Judge To Idaho: Put Education Funding Initiative On The Ballot Or OK Online Signatures
A federal judge has ruled Idaho must either allow a ballot initiative campaign to collect signatures electronically, or include the initiative on the general election ballot in November.
Reclaim Idaho, the group behind the successful Medicaid expansion initiative in 2018, sued the state earlier this month after Gov. Brad Little and Secretary of State Lawerence Denney declined to allow it to collect signatures online amid a global pandemic.
Its latest campaign would raise taxes on the wealthy and corporations to boost education funding in Idaho by $170 million annually.
Judge Lynn Winmill is giving the state until Friday afternoon to make its choice.
Ruling from the bench during the online court hearing, Winmill commended Little and Denney for their response to the pandemic and their obligation to enforce the laws of the state.
“But in this case, doing so brought them in conflict with the plaintiff’s First Amendment rights,” he said.
A full written opinion will be released at a later date.
“This court decision is a major victory for the kids of Idaho, for the working families of Idaho who want to give their kids a chance to succeed and, maybe more than anything, this decision is a major victory for the constitutional right of every Idaho citizen to petition their government,” said Luke Mayville, a co-founder of Reclaim Idaho.
But the group won’t have much time to celebrate. Little and Denney said they plan to appeal the ruling, calling the decision “a surprising exercise of judicial activism.
Reclaim Idaho said it had collected roughly 30,000 signatures out of the 55,000 it needed to qualify the initiative for the ballot by mid-March when the coronavirus pandemic began sweeping through the United States. The deadline to turn in those signatures was in April.
The group asked both the secretary of state’s office and the governor’s office to make an exception in unprecedented times to allow for online signature gathering when collecting them in-person risked spreading the virus.
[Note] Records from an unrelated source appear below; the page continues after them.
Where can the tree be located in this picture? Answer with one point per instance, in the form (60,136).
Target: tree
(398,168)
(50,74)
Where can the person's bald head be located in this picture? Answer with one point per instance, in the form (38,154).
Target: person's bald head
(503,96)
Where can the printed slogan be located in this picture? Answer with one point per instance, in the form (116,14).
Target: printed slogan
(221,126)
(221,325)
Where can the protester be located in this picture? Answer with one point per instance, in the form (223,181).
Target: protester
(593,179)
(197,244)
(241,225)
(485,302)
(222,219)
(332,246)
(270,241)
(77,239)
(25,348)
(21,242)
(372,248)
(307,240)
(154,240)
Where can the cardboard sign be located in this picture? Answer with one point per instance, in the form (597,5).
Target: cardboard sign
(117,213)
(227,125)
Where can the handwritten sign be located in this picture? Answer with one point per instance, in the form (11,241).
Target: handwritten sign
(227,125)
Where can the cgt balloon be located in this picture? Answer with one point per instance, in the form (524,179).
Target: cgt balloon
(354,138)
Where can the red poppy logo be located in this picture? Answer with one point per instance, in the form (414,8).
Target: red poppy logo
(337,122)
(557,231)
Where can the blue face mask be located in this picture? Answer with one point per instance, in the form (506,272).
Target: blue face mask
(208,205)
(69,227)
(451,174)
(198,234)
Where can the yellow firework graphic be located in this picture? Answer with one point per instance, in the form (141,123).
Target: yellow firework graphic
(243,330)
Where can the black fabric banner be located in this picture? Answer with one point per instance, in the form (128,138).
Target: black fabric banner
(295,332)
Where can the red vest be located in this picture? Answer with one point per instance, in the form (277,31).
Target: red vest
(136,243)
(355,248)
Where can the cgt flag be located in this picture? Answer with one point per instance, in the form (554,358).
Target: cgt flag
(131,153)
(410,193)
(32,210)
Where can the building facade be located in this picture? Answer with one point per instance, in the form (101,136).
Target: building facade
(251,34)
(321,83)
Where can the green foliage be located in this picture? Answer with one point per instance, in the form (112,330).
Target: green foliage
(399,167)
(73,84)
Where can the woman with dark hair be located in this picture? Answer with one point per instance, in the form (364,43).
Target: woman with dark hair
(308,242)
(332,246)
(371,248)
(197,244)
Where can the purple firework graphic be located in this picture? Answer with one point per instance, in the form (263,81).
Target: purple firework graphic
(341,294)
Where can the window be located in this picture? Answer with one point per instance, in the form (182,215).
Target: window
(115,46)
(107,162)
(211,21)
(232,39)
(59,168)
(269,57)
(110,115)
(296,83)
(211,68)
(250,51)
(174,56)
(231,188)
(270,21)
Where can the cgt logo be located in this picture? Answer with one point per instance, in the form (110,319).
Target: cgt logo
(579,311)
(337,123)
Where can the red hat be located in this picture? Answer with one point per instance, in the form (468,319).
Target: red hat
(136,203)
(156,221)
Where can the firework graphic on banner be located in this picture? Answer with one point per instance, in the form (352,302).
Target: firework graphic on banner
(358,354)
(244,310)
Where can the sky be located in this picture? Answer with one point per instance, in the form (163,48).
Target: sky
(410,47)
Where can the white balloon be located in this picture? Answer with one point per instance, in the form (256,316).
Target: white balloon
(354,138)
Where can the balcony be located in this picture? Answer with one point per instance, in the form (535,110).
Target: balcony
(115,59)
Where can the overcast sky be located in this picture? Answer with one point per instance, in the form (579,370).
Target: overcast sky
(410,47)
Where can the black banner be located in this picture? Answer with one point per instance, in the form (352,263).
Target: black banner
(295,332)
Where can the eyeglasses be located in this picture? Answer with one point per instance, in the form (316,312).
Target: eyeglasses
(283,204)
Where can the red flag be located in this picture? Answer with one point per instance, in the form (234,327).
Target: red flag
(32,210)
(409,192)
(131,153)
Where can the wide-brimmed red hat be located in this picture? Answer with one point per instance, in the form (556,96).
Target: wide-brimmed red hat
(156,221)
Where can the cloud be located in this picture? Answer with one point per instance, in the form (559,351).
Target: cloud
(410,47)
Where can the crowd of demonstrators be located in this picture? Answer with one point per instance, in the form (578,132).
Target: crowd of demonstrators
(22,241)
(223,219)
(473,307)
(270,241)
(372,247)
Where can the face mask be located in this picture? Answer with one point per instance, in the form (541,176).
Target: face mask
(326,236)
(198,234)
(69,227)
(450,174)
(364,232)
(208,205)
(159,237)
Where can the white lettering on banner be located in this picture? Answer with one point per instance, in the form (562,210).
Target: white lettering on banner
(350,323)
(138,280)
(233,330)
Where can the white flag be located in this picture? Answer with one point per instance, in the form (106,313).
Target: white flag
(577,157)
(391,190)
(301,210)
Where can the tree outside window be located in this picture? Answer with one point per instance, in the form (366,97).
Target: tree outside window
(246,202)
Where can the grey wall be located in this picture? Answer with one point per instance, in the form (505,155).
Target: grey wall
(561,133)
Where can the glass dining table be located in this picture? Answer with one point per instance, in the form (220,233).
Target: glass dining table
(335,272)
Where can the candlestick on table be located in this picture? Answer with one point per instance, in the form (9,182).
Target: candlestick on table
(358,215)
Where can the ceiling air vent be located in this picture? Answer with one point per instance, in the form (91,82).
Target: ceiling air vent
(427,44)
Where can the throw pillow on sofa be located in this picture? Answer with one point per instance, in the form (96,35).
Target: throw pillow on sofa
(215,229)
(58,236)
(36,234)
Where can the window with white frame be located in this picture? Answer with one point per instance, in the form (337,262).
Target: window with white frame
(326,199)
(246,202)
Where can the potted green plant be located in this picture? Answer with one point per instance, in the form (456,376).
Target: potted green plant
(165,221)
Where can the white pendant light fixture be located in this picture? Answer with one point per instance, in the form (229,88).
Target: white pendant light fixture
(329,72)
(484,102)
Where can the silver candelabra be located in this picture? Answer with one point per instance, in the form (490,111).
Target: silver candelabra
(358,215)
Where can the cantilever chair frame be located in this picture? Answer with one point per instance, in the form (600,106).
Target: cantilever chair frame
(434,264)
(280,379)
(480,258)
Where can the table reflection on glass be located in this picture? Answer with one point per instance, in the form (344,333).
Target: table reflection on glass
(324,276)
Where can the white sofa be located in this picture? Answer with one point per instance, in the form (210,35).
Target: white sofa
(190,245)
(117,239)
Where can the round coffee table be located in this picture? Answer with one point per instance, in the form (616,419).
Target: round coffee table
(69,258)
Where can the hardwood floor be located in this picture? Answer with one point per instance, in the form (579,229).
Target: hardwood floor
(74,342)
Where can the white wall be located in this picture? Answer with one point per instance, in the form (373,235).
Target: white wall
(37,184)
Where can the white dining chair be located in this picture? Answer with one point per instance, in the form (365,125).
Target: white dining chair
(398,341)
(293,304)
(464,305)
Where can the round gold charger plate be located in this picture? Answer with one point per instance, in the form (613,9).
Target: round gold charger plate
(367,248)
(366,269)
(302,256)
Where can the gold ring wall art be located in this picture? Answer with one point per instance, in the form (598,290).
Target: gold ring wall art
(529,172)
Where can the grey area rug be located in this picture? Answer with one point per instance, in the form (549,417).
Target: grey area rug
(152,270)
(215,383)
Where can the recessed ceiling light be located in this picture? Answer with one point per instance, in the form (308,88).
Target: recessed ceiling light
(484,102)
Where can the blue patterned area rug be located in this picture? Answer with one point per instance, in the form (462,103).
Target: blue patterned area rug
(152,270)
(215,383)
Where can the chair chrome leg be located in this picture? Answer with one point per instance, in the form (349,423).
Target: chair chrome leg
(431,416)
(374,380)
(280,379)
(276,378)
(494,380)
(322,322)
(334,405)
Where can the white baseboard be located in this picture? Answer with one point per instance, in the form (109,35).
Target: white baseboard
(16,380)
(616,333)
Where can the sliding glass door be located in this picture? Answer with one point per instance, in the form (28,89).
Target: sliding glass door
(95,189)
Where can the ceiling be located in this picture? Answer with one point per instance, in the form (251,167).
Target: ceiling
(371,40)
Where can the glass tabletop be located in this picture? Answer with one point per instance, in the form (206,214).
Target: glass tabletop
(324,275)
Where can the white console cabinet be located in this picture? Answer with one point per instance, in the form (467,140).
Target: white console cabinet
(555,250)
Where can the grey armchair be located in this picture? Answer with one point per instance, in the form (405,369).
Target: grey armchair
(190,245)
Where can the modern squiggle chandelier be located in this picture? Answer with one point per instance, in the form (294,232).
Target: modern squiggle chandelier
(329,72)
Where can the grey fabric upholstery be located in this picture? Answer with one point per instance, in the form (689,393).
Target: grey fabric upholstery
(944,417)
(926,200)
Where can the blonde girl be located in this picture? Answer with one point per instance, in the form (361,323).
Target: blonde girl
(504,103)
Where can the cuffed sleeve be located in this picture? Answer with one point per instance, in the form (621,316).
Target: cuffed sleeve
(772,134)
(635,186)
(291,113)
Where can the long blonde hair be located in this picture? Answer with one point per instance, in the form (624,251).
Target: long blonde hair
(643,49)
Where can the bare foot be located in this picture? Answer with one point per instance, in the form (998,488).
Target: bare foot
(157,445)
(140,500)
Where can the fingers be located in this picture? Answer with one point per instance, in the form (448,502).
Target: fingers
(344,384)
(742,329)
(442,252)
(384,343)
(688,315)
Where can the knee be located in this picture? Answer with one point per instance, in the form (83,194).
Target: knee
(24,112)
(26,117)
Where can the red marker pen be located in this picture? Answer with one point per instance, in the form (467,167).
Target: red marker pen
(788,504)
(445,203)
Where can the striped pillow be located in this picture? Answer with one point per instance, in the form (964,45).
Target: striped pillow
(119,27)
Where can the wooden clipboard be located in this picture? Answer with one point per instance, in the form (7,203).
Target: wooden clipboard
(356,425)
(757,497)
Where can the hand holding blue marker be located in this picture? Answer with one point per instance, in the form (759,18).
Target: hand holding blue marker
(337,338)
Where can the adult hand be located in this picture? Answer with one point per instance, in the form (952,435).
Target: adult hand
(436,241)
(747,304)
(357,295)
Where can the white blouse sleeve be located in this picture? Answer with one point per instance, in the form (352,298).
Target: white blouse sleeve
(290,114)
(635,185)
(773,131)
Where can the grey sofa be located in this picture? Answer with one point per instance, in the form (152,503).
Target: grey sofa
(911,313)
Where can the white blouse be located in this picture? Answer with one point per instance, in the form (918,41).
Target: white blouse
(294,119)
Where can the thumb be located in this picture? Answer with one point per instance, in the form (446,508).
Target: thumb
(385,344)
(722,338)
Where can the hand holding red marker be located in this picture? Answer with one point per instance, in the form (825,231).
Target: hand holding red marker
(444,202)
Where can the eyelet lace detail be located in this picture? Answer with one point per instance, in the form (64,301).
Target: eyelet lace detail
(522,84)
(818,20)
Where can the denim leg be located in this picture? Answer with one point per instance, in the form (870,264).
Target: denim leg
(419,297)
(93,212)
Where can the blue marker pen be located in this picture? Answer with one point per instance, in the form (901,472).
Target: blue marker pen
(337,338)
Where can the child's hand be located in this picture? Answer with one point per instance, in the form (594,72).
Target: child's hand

Each of them responded that doing so was outside the bounds of the law set by the Idaho legislature, though both bent those regulations while running Idaho’s first all absentee ballot primary this spring.
An attempt to push a bill through the state legislature, which was still convened in March, also failed.
The group eventually suspended its campaign to protect its volunteers – many of whom are older and vulnerable to COVID-19, if they contract it.
Deborah Ferguson, an attorney representing Reclaim Idaho, said the group applauded Little’s decision to issue his stay at home order.
“But our democracy allows these core fundamental rights regardless of a public health emergency,” Ferguson said.
Deputy Attorney General Robert Berry unsuccessfully argued that the group could’ve avoided this had it taken advantage of the full 18 months Idaho law gives ballot initiative campaigns to collect signatures.
“I don’t think the constitution requires individuals exercising their First Amendment Rights to be precluded from procrastination,” Winmill said, adding that Reclaim Idaho had demonstrated success in the past and was on a positive trajectory to meet state requirements.
The victory is part of a mixed record nationally when it comes to ballot initiative campaigns pushing back against state election laws during the pandemic.
Last month, a panel of 6th Circuit Court of Appeals judges temporarily blocked a lower court ruling allowing a campaign in Ohio to collect signatures online. A federal judge in North Dakota also rejected a similar lawsuit.
But the Arkansas Supreme Court allowed the practice after a ballot initiative group there sued. A federal court also recently upheld Colorado Gov. Jared Polis’s actions to suspend state laws prohibiting online signature gathering.